Contribution of Mitochondrial Superoxide and SOD2 Imbalance to the Locomotive Syndrome

抄録

Age-related motor organ failure is the major problem in super-aged society because it is leading to care requirements or bedridden. Although locomotive syndrome is recently defined as the individual state with gait disturbance having functional decline of motor organs; bone, cartilage, intervertebral disc, nerve and skeletal muscle, it has been practically difficult to treat it because the cause is complicatedly multifactorial, such as osteoporosis, osteoarthritis, sarcopenia and so on. Superoxide dismutase 2 (SOD2) is the endogenous mitochondrial antioxidant enzyme which converts superoxide anion to hydrogen peroxide to maintain the reduction-oxidation balance in cells. The physiological role of SOD2 and the pathological role of superoxide in degeneration of motor organs have been investigated in our previous study using tissue-specific SOD2-deficient mice. Here we focused on the effect of mitochondrial superoxide and SOD2 imbalance in the development of the locomotive syndrome.

We generated conditional SOD2-deficient mice crossbreeding Sod2 flox mice with dentin matrix acidic phosphoprotein (DMP1) promotor Cre, type2 collagen (Col2) promotor Cre and human skeletal actin (HSA) promotor Cre mice to find tissue-specific phenotypes in osteocyte, chondrocyte and skeletal muscle, respectively. Osteocyte-specific SOD2 deficiency showed both increased expression of sclerostin leading to suppressed bone formation and increased expression of receptor activator of NF-κB ligand (RANKL) causing activated bone resorption. As a result, the mutant mice in vivo showed remarkable bone loss in an age-dependent manner, composing increase of disorganized osteocytic canalicular networks and decrease of live osteocytes number. Chondrocyte-specific deletion of SOD2 promoted mitochondrial superoxide overproduction, mitochondrial dysfunction and impaired extracellular matrix homeostasis, leading to spontaneously accelerated cartilage degeneration both during aging and under mechanical loading. Furthermore skeletal muscle-specific SOD2-deficient mice displayed increased selective loss of enzymatic activity in mitochondrial respiratory chain complexes and reduced ATP content in their muscle, leading to severe disturbances in exercise activity.

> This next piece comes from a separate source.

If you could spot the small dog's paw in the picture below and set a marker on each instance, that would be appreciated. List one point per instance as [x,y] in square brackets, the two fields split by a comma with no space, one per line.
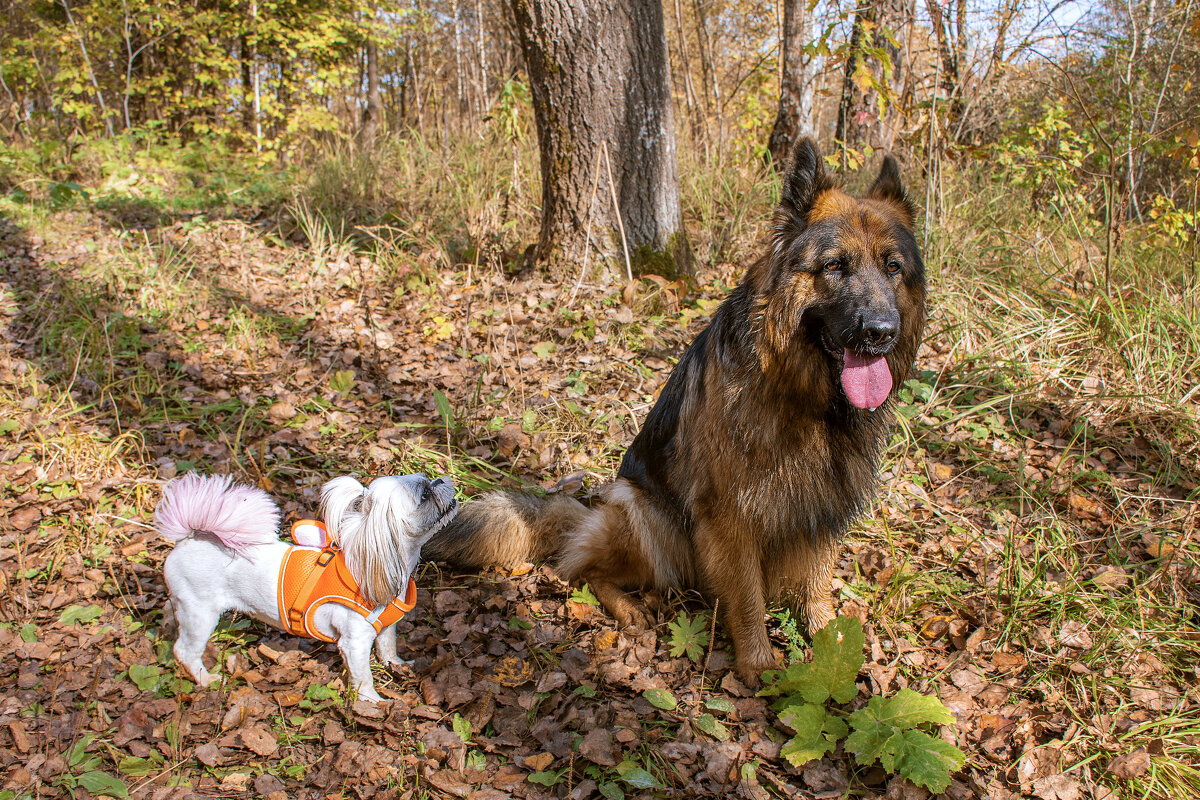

These findings demonstrate that mitochondrial superoxide in common plays a pivotal role in the development and progression of osteoporosis, osteoarthritis and muscle weakness, so to speak, age-related locomotive dysfunction, and suggest that the regulation of superoxide balance in the local tissue or in the entire body is a promising target for the treatment of locomotive syndrome.